Uposażenie podstawowe podlega oczywiście opodatkowaniu w kraju pochodzenia, tak więc kwota pozostająca po opłaceniu fiskusa znów różni się w zależności od systemu podatkowego kraju macierzystego. Oprócz podatku dieta podstawowa zmniejsza się o wysokość składki na ubezpieczenie zdrowotne, a że różnice w systemach opieki zdrowotnej pomiędzy krajami 25-iątki są widoczne jak na dłoni, toteż ostateczna wysokość diety znacząco się różni. Także wysokość składek na ubezpieczenie emerytalne powoduje, iż kwota końcowa nie jest dla wszystkich europosłów jednakowa. Uposażenie podstawowe eurodeputowanego zmniejsza się dalej w zależności od kwoty, jaką musi wpłacić na dofinansowanie partii, z której się wywodzi. Nierzadko jest to trzycyfrowa liczba, zatem dieta poselska z każda kolejną pozycją ulega uszczupleniu.

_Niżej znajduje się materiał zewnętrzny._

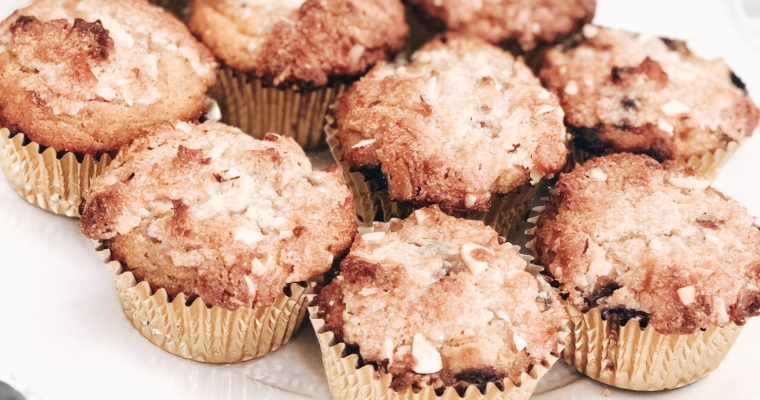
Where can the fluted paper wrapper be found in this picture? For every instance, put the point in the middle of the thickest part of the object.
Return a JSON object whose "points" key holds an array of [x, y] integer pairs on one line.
{"points": [[348, 380], [51, 180], [706, 165], [257, 109], [635, 358], [208, 334], [373, 202], [629, 357]]}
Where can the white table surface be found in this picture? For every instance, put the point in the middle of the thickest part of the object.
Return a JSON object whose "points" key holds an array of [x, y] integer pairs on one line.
{"points": [[63, 334]]}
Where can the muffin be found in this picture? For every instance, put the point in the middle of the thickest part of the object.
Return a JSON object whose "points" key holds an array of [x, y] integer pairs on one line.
{"points": [[286, 61], [628, 92], [433, 306], [526, 24], [180, 8], [214, 231], [658, 270], [82, 79], [462, 124]]}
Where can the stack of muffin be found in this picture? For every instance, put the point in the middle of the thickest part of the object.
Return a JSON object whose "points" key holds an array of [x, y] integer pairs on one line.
{"points": [[638, 273]]}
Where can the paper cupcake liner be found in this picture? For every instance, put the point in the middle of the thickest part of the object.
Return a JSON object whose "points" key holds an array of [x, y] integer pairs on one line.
{"points": [[707, 164], [635, 358], [51, 180], [632, 358], [209, 334], [373, 202], [348, 380], [257, 109]]}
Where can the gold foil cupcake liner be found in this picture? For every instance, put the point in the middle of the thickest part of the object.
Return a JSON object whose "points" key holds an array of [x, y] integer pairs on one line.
{"points": [[348, 380], [257, 109], [635, 358], [630, 357], [373, 201], [706, 165], [51, 180], [209, 334]]}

Oprócz diety podstawowej europoseł dostaje także pieniądze na prowadzenie biura, wypłaty dla asystentów i współpracowników, przeloty itd. Są to zazwyczaj wydatki niezbędne do prawidłowego funkcjonowania indywidualnego zaplecza poselskiego. Tzw. dniówka i dodatki do kosztów podroży są naliczane ryczałtowo. Koszty personalne i wydatki materialne stanowią natomiast część składową wydatków przeznaczonych tylko i wyłącznie na prowadzenie biura.
Ponieważ eurodeputowani praktycznie nieustannie przemieszczają się pomiędzy Strasburgiem, Brukselą a swoimi okręgami wyborczymi zrozumiałe jest, iż PE refunduje im znaczną część wydatków poniesionych w związku z takim trybem pracy.
Tzw. dniówki służą pokryciu kosztów związanych z życiem poza granicami własnego kraju, a więc opłatami za dodatkowe mieszkanie, pokoje hotelowe, komunikację miejską itp. Ryczałtowo naliczane wydatki personalne wystarczają natomiast przeciętnie na zatrudnienie dwóch asystentów, praktykanta i ewentualnie dodatkowego eksperta. Dodatki do wydatków rzeczowych przeznaczane są z kolei na wyposażenie biur w okręgach wyborczych, utrzymywanie elektronicznych baz danych, opłaty pocztowe i telefoniczne, zakup gazet i literatury fachowej, kupno materiałów biurowych i okazjonalnych upominków, druk ulotek i zamieszczanie ogłoszeń.
Oprócz uposażenia podstawowego i pieniędzy na prowadzenie biura europosłowie mogą otrzymywać także niewielkie kwoty od frakcji w Parlamencie Europejskim, do której przynależą.
Reasumując można stwierdzić, iż Parlament Europejski to labirynt bynajmniej nie tylko architektoniczny. Wysokość diet poselskich i ich składowych jest dość symboliczna i symptomatyczna dla nie zawsze godnej pochwały różnorodności w Unii Europejskiej.